La luna en la ventana

Por Jorge Nagore - Sábado, 28 de Abril de 2018 - Actualizado a las 06:02h

No fui en su primer par de años al Auzolan de la calle Tudela. Me parecía que estaba traicionando al de San Gregorio. “Lo tienes en la calle Tudela, ¿vas o te lo pido?”, me decía Iosu en San Gregorio. Pídemelo, Iosu, que yo cruzar Conde Oliveto igual no hago en semanas. Se descojonaba. No había librería como el Auzolan de San Gregorio, incluso con la reforma ya hecha, que puso mesas en el medio y amplió más los espacios y cambió el producto, que pasó a ser de saldos y de oferta cuando abrió el de la calle Tudela, mucho mayor. Incluso así, sin muchas de las novedades, centrado más en libro de colecciones, barato o temático, Auzolan San Gregorio era el mejor lugar del mundo para pasar una hora. Gratis. He pasado miles de horas gratis entre aquellas paredes, primero cuando no vivía en aquella calle y luego cuando pasé más de 10 años viviendo a poco más de 50 metros. Y creo que el 90% del dinero que he gastado en libros, que es bastante, lo he gastado allá, así que al menos en este caso no siento mala conciencia por su cierre, tan solo pena, claro, la pena que sentimos miles de personas que vemos cómo se apaga una luz que había en el Casco Antiguo y en toda la ciudad, una luz que salía de una bajera pequeña pero acogedora, amable y hecha a la medida de las personas del pasado siglo, sin grandes diseños ni complicaciones, con aquellas estanterías en las que se distinguía por editoriales y luego de arriba abajo y de izquierda a derecha por autores.

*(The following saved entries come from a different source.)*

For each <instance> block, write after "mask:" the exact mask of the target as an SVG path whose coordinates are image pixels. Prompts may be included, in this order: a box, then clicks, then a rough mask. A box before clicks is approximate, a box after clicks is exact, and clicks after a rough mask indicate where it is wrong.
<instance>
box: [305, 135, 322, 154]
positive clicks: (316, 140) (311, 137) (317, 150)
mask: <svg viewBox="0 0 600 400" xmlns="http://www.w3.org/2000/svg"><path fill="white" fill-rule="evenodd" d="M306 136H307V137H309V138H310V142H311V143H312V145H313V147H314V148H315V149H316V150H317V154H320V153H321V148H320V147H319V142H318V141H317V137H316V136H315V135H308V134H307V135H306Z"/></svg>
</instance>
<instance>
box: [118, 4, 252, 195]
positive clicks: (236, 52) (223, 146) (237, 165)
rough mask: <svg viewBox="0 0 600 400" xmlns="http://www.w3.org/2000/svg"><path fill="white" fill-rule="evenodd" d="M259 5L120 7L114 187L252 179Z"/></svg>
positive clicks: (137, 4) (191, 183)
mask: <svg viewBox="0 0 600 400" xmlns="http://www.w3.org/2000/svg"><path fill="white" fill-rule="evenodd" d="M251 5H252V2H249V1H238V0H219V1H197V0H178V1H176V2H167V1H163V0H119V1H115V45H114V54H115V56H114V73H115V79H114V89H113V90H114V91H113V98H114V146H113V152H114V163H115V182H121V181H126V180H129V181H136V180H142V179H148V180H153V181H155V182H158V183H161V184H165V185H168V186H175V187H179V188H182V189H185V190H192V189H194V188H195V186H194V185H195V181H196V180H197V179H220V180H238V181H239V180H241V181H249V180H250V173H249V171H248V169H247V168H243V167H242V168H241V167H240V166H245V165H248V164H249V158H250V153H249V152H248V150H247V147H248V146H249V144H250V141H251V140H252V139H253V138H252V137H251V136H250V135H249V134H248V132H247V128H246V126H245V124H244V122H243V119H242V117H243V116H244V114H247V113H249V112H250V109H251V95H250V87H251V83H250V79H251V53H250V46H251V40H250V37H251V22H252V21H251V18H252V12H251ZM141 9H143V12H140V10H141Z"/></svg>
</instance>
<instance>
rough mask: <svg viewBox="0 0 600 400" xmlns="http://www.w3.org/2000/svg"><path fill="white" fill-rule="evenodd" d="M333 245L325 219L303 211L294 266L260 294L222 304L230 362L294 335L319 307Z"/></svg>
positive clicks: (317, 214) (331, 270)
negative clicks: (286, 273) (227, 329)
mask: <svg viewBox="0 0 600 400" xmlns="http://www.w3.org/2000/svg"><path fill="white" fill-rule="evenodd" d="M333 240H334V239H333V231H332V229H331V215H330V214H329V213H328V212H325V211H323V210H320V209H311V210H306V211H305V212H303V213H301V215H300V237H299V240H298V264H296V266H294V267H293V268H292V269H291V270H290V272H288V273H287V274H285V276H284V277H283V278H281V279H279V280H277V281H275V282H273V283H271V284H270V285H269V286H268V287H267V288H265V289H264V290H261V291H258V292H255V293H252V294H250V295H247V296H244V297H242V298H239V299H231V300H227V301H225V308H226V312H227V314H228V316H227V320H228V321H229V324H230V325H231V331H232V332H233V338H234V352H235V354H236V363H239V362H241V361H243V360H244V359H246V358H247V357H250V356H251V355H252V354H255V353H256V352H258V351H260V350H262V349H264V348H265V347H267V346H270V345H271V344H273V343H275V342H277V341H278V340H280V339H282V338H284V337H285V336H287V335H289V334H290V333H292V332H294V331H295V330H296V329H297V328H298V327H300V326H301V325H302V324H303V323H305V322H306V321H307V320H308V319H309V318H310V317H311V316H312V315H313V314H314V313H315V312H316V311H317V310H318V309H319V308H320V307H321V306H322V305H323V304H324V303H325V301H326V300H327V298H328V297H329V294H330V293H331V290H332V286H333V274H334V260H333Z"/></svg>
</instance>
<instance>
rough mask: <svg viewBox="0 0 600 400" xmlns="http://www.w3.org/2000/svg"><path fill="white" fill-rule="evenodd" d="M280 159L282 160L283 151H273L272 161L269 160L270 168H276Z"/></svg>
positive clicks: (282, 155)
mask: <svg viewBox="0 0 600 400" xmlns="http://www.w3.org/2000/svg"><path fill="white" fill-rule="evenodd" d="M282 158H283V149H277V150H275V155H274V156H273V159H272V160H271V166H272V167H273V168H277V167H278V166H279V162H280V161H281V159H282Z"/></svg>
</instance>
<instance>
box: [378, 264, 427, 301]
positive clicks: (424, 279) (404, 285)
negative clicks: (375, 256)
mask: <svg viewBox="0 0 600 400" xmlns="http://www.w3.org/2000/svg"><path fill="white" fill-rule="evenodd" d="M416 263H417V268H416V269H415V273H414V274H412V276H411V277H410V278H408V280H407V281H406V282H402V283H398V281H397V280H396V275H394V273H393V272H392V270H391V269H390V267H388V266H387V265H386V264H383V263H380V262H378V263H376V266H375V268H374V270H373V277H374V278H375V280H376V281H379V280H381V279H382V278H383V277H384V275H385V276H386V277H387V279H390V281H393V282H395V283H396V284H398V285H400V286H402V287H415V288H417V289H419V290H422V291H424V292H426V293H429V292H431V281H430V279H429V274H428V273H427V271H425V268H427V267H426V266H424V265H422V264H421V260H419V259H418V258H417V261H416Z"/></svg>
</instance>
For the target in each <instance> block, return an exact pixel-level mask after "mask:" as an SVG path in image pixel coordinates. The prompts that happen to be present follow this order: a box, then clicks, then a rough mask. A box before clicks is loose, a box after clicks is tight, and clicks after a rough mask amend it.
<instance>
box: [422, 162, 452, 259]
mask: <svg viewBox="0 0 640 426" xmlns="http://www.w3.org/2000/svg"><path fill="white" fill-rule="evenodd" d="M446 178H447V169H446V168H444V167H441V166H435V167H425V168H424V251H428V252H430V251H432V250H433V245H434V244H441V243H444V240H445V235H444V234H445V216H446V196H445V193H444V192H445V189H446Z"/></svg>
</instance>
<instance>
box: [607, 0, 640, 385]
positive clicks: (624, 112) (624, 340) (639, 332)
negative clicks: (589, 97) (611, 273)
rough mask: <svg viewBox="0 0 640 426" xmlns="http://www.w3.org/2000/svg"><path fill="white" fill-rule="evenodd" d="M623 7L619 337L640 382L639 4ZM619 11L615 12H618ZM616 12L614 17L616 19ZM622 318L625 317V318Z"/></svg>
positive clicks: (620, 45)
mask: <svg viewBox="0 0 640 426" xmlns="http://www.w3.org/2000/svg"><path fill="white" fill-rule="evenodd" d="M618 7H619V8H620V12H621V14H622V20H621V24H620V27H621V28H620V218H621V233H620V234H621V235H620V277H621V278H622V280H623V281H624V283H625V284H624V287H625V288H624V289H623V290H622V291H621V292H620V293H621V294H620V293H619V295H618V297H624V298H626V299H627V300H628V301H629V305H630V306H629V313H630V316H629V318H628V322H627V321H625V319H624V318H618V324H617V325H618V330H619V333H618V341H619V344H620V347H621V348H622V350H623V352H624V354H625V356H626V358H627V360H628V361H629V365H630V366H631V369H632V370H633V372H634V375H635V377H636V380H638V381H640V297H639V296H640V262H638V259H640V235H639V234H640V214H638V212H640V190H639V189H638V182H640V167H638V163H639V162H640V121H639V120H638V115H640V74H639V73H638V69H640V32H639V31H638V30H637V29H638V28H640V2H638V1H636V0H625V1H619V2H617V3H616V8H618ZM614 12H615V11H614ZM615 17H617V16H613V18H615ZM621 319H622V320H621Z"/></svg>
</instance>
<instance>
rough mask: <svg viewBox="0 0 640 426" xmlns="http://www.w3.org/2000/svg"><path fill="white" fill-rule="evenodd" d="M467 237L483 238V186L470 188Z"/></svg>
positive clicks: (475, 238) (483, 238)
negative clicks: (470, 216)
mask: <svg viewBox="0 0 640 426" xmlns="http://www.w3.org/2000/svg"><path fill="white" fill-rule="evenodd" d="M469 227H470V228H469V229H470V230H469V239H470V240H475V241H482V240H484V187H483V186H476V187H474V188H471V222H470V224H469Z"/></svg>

Podías pasarte un mes husmeando la estantería de Anagrama y luego de pronto una mañana tras cobrar te llevabas medio Bukowski como si fuese un alijo. Gracias, Auzolan, gracias Iosu, Mertxe, Txema, Fernando y todos los muchísimos demás, incluido el amado Javi que nos dejó este domingo. “Al ladrón se le olvidó la luna en la ventana”, decía vuestro marcapáginas. A la ciudad nunca se nos olvidará Auzolan.